J'ai rempli disques durs et autres supports, de représentations numériques plus ou moins réussies, peu ou prou originales.  Jamais cette beauté n'a engendré en moi cette envie de marginalité qui semble parfaitement convenir à l'individu qui m'accompagne.

 L'homme eut une brève période d'abattement puis, se reprenant, me dit :
- Tu regardes avec tes yeux, pas avec ton coeur !  C'est ça ton problème !  Je vais te donner une indication.

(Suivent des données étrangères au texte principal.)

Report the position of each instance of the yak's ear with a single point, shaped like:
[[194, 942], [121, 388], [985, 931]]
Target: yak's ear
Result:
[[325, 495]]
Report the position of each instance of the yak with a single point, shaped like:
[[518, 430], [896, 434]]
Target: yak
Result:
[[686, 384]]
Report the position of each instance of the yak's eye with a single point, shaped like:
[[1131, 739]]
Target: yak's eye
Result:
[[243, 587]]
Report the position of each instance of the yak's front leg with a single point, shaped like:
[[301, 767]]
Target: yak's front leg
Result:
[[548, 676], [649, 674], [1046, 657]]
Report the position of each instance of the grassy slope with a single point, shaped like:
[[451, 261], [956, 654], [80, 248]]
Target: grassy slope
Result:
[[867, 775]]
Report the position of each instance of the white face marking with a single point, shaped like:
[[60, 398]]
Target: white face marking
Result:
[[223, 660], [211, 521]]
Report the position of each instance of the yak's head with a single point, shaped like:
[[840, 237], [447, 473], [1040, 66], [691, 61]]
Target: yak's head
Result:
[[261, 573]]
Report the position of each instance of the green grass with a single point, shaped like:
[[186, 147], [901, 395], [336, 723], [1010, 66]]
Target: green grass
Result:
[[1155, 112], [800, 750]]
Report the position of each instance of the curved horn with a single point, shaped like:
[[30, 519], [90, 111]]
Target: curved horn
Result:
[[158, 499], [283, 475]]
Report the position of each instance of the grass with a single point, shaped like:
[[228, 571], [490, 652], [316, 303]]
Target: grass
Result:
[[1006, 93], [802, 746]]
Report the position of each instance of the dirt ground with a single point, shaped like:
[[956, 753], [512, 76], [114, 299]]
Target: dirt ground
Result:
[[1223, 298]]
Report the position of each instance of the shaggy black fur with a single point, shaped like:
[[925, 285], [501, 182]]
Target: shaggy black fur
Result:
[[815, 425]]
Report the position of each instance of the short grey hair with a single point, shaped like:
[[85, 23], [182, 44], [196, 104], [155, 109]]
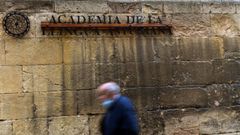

Il me désigna le Canalazzo puis me dit, comme en aparté afin de s'assurer que d'autres ne puissent saisir ses propos : 

 -  Car vois-tu, Monsieur Je-Sais-Tout... ma Venise à moi est une femme ! Elle baigne ses palazzi dans le liquide amniotique de ses canaux

pour chaque jour, les faire naître à mes regards.
Mais surtout, Venise est femelle; avec San Marco, la Salute, San Giorgio et les autres, toutes les autres, dressant leurs seins vers le ciel comme autant de poitrines offertes à un Dieu gourmand.

Et cette féminité omniprésente, engloutit petit à petit mon corps qui ne cherche plus à lui échapper.  Venise est une maîtresse exigeante, absolue.
Demain soir, Monsieur Je-Ne-Sais-Rien, sept heures, sur le pont de l'Accademia tu auras une autre explication.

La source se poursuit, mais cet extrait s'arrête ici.